L’édition des Histoire(s) du cinéma en CD illustre le fécond paradoxe de Godard : le cinéma, c’est de la musique, et vice versa.
« Sans images, mes films seraient encore meilleurs ! » c’est peu de dire que cette petite phrase goguenarde a eu du succès. Jamais même a-t-on senti autant de soulagement à prendre Godard (enfin !) à la lettre. C’était donc ça ! Ce qu’il nous avouait finalement tenait en cette simple constatation : Godard n’était pas un cinéaste, comme on avait sournoisement cherché à nous le faire croire pendant des années, mais un musicien qui s’ignorait. Fort de cette révélation/confession, on allait enfin pouvoir écrire en toute impunité ce qu’on pense vraiment de ses films obscurs et élitistes, c’est-à-dire à peu près tout et n’importe quoi : parler, par exemple, à propos de la bande sonore de Nouvelle Vague, éditée, par ECM déjà, il y a quelques années, d’une œuvre enfin « dépouillée des distractions visuelles » chacun appréciera.

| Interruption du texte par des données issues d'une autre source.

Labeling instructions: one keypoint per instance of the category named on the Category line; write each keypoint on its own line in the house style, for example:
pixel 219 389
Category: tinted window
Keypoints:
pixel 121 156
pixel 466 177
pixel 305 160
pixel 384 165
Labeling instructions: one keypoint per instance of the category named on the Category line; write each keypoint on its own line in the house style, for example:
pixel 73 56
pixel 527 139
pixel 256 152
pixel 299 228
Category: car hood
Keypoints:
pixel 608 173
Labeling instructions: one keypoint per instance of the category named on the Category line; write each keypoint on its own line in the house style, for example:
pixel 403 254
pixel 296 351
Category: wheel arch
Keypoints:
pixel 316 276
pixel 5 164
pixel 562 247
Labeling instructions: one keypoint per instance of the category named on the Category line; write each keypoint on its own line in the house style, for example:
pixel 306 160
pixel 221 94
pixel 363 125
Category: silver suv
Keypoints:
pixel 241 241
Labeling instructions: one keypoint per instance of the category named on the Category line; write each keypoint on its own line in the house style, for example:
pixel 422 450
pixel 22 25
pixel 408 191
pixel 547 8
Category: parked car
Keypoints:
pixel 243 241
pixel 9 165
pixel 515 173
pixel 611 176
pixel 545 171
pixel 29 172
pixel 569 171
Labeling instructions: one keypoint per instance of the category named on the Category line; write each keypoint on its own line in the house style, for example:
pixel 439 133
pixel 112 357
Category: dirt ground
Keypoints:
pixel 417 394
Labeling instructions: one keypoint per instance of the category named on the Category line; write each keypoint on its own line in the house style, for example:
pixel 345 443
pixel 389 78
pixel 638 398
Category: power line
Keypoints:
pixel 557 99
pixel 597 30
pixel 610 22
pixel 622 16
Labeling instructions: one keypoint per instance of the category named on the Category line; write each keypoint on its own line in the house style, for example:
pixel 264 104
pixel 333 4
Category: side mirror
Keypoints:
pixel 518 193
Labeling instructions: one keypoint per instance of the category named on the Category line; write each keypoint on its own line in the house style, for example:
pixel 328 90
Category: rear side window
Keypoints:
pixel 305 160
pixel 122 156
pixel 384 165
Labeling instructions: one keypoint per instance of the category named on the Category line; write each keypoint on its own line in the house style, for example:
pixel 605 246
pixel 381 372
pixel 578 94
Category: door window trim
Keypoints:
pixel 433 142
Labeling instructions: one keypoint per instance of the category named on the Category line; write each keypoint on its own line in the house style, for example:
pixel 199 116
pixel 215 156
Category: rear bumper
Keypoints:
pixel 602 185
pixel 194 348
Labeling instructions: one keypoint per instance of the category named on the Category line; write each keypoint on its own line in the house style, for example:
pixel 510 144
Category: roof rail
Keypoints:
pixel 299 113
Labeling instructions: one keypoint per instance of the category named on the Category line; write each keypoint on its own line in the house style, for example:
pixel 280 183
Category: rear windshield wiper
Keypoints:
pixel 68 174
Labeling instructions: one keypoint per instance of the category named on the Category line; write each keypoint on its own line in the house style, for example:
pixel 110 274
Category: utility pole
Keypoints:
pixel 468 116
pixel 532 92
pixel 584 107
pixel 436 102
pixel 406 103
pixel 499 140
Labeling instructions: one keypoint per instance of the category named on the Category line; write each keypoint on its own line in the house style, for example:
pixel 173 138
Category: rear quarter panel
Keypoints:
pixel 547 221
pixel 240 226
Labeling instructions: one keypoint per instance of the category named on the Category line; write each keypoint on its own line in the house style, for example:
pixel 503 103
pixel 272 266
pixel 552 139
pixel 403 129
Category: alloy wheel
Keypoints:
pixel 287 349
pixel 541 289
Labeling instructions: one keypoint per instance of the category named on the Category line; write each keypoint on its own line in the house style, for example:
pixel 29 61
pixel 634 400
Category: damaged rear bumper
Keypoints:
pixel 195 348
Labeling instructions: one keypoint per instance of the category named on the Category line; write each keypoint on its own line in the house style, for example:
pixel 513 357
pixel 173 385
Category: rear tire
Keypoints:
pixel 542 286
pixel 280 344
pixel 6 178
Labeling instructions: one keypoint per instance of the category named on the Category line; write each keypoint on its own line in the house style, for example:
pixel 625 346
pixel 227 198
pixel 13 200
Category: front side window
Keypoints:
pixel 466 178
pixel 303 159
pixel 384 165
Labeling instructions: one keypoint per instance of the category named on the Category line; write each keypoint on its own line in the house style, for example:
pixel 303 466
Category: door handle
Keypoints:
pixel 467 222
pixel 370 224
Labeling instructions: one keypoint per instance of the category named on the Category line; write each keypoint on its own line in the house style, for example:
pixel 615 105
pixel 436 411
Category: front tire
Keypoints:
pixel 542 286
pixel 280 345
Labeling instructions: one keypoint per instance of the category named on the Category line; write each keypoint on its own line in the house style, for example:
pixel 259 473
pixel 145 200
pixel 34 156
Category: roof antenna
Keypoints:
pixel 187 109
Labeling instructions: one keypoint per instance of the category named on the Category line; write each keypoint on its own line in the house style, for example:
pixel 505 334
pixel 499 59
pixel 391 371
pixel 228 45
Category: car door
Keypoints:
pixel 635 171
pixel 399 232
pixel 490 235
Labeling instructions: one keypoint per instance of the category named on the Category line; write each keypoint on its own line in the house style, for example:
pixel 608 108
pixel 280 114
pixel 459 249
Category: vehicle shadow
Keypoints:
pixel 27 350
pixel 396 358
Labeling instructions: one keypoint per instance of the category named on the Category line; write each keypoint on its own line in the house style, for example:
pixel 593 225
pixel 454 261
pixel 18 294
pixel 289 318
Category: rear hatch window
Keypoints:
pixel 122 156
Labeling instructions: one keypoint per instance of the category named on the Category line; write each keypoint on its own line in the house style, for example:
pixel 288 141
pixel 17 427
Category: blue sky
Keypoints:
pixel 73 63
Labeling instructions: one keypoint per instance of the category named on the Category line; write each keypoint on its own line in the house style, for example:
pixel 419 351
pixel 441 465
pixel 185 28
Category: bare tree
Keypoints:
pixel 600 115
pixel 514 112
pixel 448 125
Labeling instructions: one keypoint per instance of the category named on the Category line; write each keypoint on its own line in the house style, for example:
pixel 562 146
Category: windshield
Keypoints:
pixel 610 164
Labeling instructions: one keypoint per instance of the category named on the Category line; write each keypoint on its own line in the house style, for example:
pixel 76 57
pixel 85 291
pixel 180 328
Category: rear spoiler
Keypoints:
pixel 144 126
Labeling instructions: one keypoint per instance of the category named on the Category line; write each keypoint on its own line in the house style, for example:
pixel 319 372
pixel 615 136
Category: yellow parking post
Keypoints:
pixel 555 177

Aujourd’hui, c’est au tour des Histoire(s) du cinéma de bénéficier d’une édition exceptionnelle en quatre livres et cinq CD (en plus du texte écrit et récité par Godard et d’un montage de photogrammes du film) de l’intégralité de sa bande sonore. Deux ou trois remarques s’imposent. Lorsque Godard considère le film comme un objet global et travaille simultanément toutes ses dimensions (visuelles et sonores) à égalité, comme autant de plans à mettre en scène et à agencer, il ne fait pas pour autant œuvre de musicien mais bien de cinéaste, dans toute sa démesure. Ensuite, intrinsèquement, comme cela nous est prouvé ici, ces partitions sonores complexes (extraits musicaux divers échantillonnés/mixés à la voix de Godard déclamant son texte ; bruit de machine à écrire doublant le discours ; bribes de dialogues de films célèbres ; inserts de documents historiques ; travail concret sur la bande, jeu sur le défilement, effets de boucle…) possèdent d’indéniables qualités musicales.
Mais si le résultat s’apparente à des œuvres de musique concrète, qui souvent génèrent a posteriori des petits films imaginaires, le lien à l’image est ici consubstantiel à son élaboration. La différence est essentielle : le rapport de Godard au son est indissociable d’un lien direct et concret à l’image et à son discours, les correspondances, les effets de résonance entre son et image se réfèrent directement à un travail cinématographique précis, à un montage visuel effectif, dans une relation rythmique, sémiotique, poétique à l’image-mouvement. Privé ici du défilement des images, le matériau sonore agit effectivement seul, en toute indépendance. Il y a là un travail sur le montage et la profondeur de champ qui fit naître tout un réseau de sens latents et d’images subliminales fascinant.
Si aujourd’hui Godard peut être considéré légitimement comme l’une des références majeures d’un nombre considérable de musiciens, si son travail s’impose comme l’un des quelques axes incontournables de la modernité, c’est parce qu’il a su réinventer le cinéma, pas la musique.